Então, aqui vem outra dica. Não dá para um cristão apenas viver, passar pela vida. Ele precisa refletir, pensar sobre o que viveu, fazer escolhas. Entendem? O que estou querendo dizer é que não dá para ser cristão se não conseguirmos refletir sobre o que somos, se só pensamos em nós sem olhar para os outros, para aquilo que acreditamos ser a humanidade e, a partir daí, fazer escolhas. Temos que dialogar com o que somos. Aliás, é o que Santo Agostinho queria dizer sobre dialogar com a verdade interior. Dizem que Santo Agostinho foi o primeiro grande filósofo cristão. Outros dizem que foi São Paulo. Mas como sou corinthiano, não quero dar esta chance para os saopaulinos. O fato é que a comunidade cristã (assim como os pais) precisa criar situações para os jovens pensarem sobre si. Para pensarem sobre as frustrações, que são essenciais para aprendermos a administrar o desejo. E temos que pensar as amizades como combustível para esta reflexão. Muitas vezes pelas chacotas. Mas elas fazem parte. O ruim é acharmos que nossos jovens não podem se frustrar, que precisam ser protegidos do mundo real, que o que querem tem que ser atendido imediatamente como prova do nosso amor. Este é o atalho mais perigoso, que pode alimentar o egoísmo e a ruptura daquilo que nos faz humanos: a solidariedade e o sentimento de justiça como equidade.

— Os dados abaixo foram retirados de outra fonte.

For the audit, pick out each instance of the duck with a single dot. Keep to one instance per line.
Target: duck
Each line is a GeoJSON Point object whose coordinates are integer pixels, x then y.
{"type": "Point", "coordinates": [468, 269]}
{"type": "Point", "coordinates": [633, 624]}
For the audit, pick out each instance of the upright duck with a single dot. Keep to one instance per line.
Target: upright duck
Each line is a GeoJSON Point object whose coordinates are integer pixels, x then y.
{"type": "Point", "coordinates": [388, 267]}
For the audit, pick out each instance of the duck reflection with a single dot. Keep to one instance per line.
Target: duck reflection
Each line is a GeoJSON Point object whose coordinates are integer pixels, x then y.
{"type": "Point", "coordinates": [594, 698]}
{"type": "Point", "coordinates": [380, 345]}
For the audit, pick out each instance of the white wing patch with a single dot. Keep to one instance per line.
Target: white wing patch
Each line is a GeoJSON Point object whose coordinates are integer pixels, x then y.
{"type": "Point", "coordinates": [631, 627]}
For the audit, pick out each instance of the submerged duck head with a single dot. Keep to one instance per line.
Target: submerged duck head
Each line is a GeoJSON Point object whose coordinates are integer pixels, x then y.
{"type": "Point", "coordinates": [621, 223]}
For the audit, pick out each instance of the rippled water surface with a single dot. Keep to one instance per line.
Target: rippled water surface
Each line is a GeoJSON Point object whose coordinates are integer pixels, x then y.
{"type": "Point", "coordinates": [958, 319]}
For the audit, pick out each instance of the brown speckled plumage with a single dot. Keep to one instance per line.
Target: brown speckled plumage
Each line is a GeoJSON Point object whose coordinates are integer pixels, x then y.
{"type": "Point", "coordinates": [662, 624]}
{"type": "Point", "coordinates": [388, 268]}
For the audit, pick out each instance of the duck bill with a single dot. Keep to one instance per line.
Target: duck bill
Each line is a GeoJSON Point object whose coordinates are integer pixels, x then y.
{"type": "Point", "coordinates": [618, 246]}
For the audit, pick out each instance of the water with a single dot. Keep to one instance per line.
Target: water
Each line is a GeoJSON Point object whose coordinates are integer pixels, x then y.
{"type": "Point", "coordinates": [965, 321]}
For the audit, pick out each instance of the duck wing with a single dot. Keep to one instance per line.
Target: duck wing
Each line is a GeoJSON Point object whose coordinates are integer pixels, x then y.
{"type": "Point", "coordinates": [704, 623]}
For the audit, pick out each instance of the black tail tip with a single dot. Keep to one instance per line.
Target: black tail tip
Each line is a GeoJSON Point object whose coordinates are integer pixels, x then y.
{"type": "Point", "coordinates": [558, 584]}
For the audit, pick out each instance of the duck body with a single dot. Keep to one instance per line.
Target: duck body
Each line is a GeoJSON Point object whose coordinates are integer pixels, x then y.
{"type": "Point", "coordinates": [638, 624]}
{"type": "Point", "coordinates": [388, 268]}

Explico. A noção de justiça é muito superior ao simples respeito às regras. Respeito à regra toda criança sabe o que é. O pai, como um deus, diz que isto é certo e a criança é obrigada a cumprir. Mas justiça é algo maior. E nasce do confronto entre várias regras. Ao confrontar, somos convidados a escolher a mais justa, aquela que que garante a igualdade formal entre humanos, que elimina desigualdades (não diferenças, que fique claro). Mas há duas formas de pensarmos a justiça. A mais simples é a justiça como igualdade. Se uma coisa é certa, tem que ser igual para todos. Ledo engano. Veja o caso da pista de corrida nas olimpíadas, que adota a forma oval. Se o justo é o que é igual para todos, a saída para uma corrida de 400 metros teria que ser em linha, um corredor ao lado do outro. Mas a pista é oval. Assim, aquele que sai na raia mais aberta, vai correr mais que aquele que estiver na raia fechada, já que a curva será pequena. A igualdade parece justa, mas não é. Portanto, a noção de justiça superior é a da justiça como equidade, ou seja, a regra que dá condições iguais (não que parte de uma situação idêntica) aos desiguais. Por este motivo que nas olimpíadas, o que corre na raia mais aberta sai alguns metros à frente do que sai da raia mais fechada, e assim por diante.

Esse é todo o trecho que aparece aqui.